Re: too complicated by Thomas Mueller

complex cases don't map elegantly


But most cases are simple. I suggest to support both: simple conditions with fluent, complex expressions with your style.

Code generation...


Yes, the Processor solves that. I hope tools support will improve.

queries around [non] public attribute


In my view that's an edge case.

Re: too complicated by Thomas Mueller

What advantages does it offer over using something like raw JDBC and the Apache Dynabeans libraries?
From the JaQu docs: auto-complete, type checking, protects against SQL injection, smaller than Hibernate, no XML, no annotations.

Re: too complicated by Gavin King

In my view that's an edge case.


Actually it's an extremely common usecase to have private persistent field exposed only by getters that don't necessarily map exactly 1-1 to the fields.

That's how at least 30% - perhaps more - people use JPA.

Re: too complicated by Gavin King

But most cases are simple. I suggest to support both: simple conditions with fluent, complex expressions with your style.


Earlier today I sent an email to that effect to the JPA list. I'm not sure if it will go anywhere.

Re: nice ..but by serge ----

Joe Darcy is accepting language proposals for small changes to the jdk. I don't know if "method and attribute literals" are considered small but it would be nice to see something like this incorporated into the JDK. I know that FCM (closures proposal) had something like this - I suspect BGGA did also.
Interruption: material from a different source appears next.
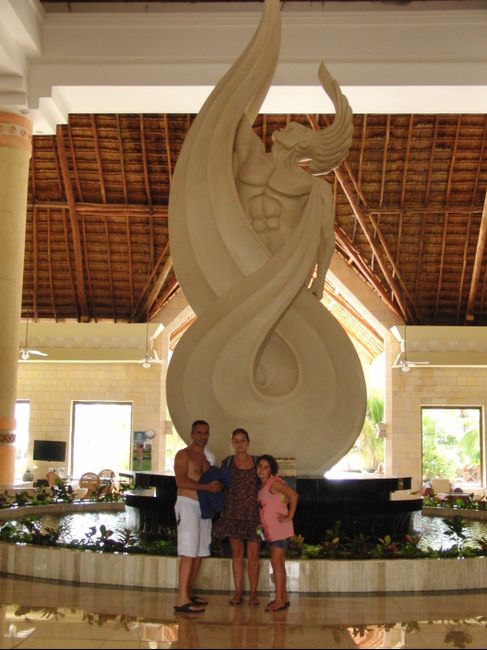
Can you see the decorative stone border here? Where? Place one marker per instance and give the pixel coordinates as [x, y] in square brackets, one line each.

Cayenne experience by Andrus Adamchik

From Cayenne ORM experience that had typesafe queries from day one, and recently added type unsafe JPQL, the former, is a user choice over JPQL in 95% of cases, even though Cayenne SelectQuery is missing some of the capabilities of JPQL. So yeah, great to see type safe queries coming to JPA as well - that's the way to go.

Re: Cayenne experience by Andrus Adamchik

Just to clarify a bit, Cayenne "typesafe queries" are about building a query as an object made of parts vs. using a String. Type-safe criteria piece is still coming.

Re: too complicated by Rubem Azenha

I got a flashback when I was a "standard J2EE" developer, using tools like XDoclet and JBuilder for generating stubs, home, remote interfaces, local interfaces...

Re: too complicated by Rubem Azenha

I got a flashback *from* when ...

Re: too complicated by Emmanuel Bernard

About code generation flashback. I would like to emphasize what Gavin said. There is NO build time step to generate the metamodel. Thanks to the annotation processor magic built inside javac itself, the generation is part of the compilation. you don't even change the whay you invoke javac, just being in the classpath make annotation processors being triggered.

Re: too complicated by William H

I got a flashback when ...

I think I liked the first version more!

Something I find myself wondering about is how well this works when I have some reasonably complex SQL to execute - particularly if I need to rely on vendor specific stuff (SUM, IF, FROM_DAYS, TO_DAYS etc.) or if I’m using a UDF in MySQL say. I do quite a bit of work with financial companies and I’ve always ended up reverting to raw JDBC because everything else I’ve tried seems kind of painful.